Thursday brought grim tidings for public health in Pakistan: the first wild poliovirus detection of 2026 in a four-year-old from Sindh’s Sujawal district, Bello Union Council. Labs in Islamabad sealed the diagnosis, alerting authorities to renewed threats.
Dawn cited NEOC data, with NIH and the reference lab affirming the find. Only Pakistan and Afghanistan harbor endemic wild polio, fueled by assaults on vaccinators in KP and Balochistan.
Campaign stats reveal triumphs and trials. 44.3 million children immunized at 98% coverage, but 0.95 million missed—0.67 million away, offset by 2.5 million guests.

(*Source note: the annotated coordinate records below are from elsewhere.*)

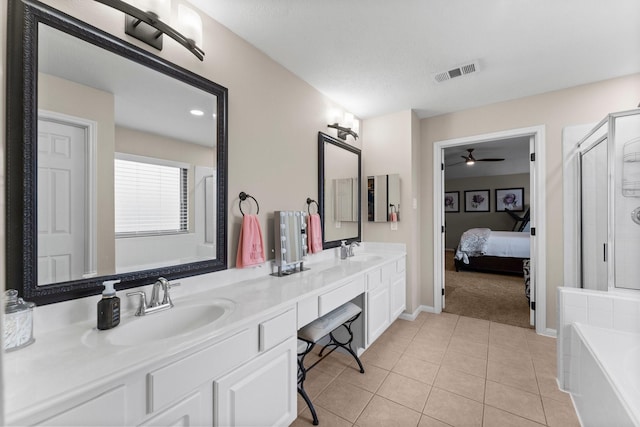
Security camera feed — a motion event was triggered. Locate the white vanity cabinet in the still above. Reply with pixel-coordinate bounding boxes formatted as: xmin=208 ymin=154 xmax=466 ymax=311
xmin=366 ymin=257 xmax=406 ymax=346
xmin=213 ymin=309 xmax=297 ymax=427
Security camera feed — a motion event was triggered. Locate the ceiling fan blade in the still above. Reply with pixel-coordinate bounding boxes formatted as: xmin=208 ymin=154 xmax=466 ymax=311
xmin=444 ymin=161 xmax=467 ymax=168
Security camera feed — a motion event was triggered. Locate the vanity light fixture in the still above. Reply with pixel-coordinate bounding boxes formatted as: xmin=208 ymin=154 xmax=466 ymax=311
xmin=327 ymin=113 xmax=358 ymax=141
xmin=95 ymin=0 xmax=204 ymax=61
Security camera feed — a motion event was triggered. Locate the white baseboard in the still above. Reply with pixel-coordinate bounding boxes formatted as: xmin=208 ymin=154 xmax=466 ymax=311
xmin=540 ymin=328 xmax=558 ymax=338
xmin=398 ymin=305 xmax=436 ymax=322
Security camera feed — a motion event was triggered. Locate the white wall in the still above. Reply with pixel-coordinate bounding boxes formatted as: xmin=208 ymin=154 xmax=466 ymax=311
xmin=420 ymin=74 xmax=640 ymax=328
xmin=362 ymin=110 xmax=421 ymax=312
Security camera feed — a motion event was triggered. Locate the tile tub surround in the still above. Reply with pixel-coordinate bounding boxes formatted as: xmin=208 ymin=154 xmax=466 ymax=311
xmin=569 ymin=323 xmax=640 ymax=426
xmin=293 ymin=312 xmax=579 ymax=427
xmin=3 ymin=243 xmax=406 ymax=423
xmin=557 ymin=287 xmax=640 ymax=390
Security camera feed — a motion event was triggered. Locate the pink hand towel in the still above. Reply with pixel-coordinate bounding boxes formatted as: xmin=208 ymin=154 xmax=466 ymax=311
xmin=307 ymin=214 xmax=322 ymax=254
xmin=236 ymin=215 xmax=264 ymax=268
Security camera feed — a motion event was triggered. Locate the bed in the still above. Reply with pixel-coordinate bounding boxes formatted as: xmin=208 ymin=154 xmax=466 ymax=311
xmin=454 ymin=228 xmax=530 ymax=276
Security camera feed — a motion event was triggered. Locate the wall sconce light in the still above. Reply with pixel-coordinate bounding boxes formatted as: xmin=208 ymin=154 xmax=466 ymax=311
xmin=327 ymin=113 xmax=358 ymax=140
xmin=95 ymin=0 xmax=204 ymax=61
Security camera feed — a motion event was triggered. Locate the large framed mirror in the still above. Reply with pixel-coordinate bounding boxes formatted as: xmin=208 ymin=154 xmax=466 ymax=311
xmin=6 ymin=0 xmax=228 ymax=304
xmin=318 ymin=132 xmax=362 ymax=249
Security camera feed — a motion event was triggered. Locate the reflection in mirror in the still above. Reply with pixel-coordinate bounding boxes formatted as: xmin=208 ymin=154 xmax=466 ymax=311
xmin=7 ymin=2 xmax=227 ymax=304
xmin=367 ymin=173 xmax=400 ymax=222
xmin=37 ymin=24 xmax=216 ymax=285
xmin=318 ymin=132 xmax=360 ymax=248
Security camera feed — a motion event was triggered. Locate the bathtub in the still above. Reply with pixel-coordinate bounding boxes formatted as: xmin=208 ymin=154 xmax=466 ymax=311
xmin=568 ymin=323 xmax=640 ymax=426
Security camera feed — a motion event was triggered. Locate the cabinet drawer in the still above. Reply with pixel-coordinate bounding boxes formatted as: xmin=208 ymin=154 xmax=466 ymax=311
xmin=147 ymin=329 xmax=258 ymax=413
xmin=367 ymin=268 xmax=382 ymax=291
xmin=382 ymin=262 xmax=396 ymax=283
xmin=297 ymin=296 xmax=320 ymax=329
xmin=258 ymin=308 xmax=296 ymax=351
xmin=37 ymin=386 xmax=127 ymax=426
xmin=318 ymin=276 xmax=364 ymax=316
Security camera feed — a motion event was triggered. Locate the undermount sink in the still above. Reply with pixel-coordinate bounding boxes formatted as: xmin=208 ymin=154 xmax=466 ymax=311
xmin=347 ymin=253 xmax=382 ymax=262
xmin=82 ymin=299 xmax=235 ymax=346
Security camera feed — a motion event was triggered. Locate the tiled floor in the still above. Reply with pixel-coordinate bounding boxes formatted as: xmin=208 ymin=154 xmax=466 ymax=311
xmin=293 ymin=313 xmax=579 ymax=427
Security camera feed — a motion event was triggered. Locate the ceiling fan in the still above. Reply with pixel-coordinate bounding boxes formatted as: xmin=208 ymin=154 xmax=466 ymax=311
xmin=448 ymin=148 xmax=504 ymax=166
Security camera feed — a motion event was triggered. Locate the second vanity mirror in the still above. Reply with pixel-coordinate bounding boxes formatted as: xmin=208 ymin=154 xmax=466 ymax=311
xmin=7 ymin=0 xmax=227 ymax=304
xmin=318 ymin=132 xmax=361 ymax=249
xmin=367 ymin=173 xmax=400 ymax=222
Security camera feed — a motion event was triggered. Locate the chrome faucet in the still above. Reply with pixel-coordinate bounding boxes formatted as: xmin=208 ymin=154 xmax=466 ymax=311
xmin=348 ymin=240 xmax=360 ymax=257
xmin=127 ymin=277 xmax=180 ymax=316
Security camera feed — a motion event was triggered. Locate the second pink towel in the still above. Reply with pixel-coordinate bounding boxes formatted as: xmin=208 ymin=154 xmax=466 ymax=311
xmin=307 ymin=214 xmax=322 ymax=254
xmin=236 ymin=215 xmax=265 ymax=268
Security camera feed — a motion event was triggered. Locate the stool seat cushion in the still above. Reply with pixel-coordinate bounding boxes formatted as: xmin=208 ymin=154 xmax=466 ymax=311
xmin=298 ymin=302 xmax=362 ymax=342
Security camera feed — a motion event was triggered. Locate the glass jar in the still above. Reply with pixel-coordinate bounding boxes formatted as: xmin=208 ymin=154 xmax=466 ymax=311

Snow, security, and boycotts stranded 233,000: 184,000 in KP, 50,000 in PoJK/PoGB.
Balochistan suspended in danger zones like Gwadar. 0.14% refusals included Karachi’s 31,000 of 53,000 total, 58% national share; one million overall misses in opener.
Doses distributed: Punjab >22.9M, Sindh >10.5M, KP >7.13M, Balochistan >2.3M. Islamabad >455K, PoGB ~261K, PoJK >673K.
Impressive reach cannot mask this case’s warning. Pakistan must bridge divides—geographic, social, secure—to eradicate polio before it claims more young lives.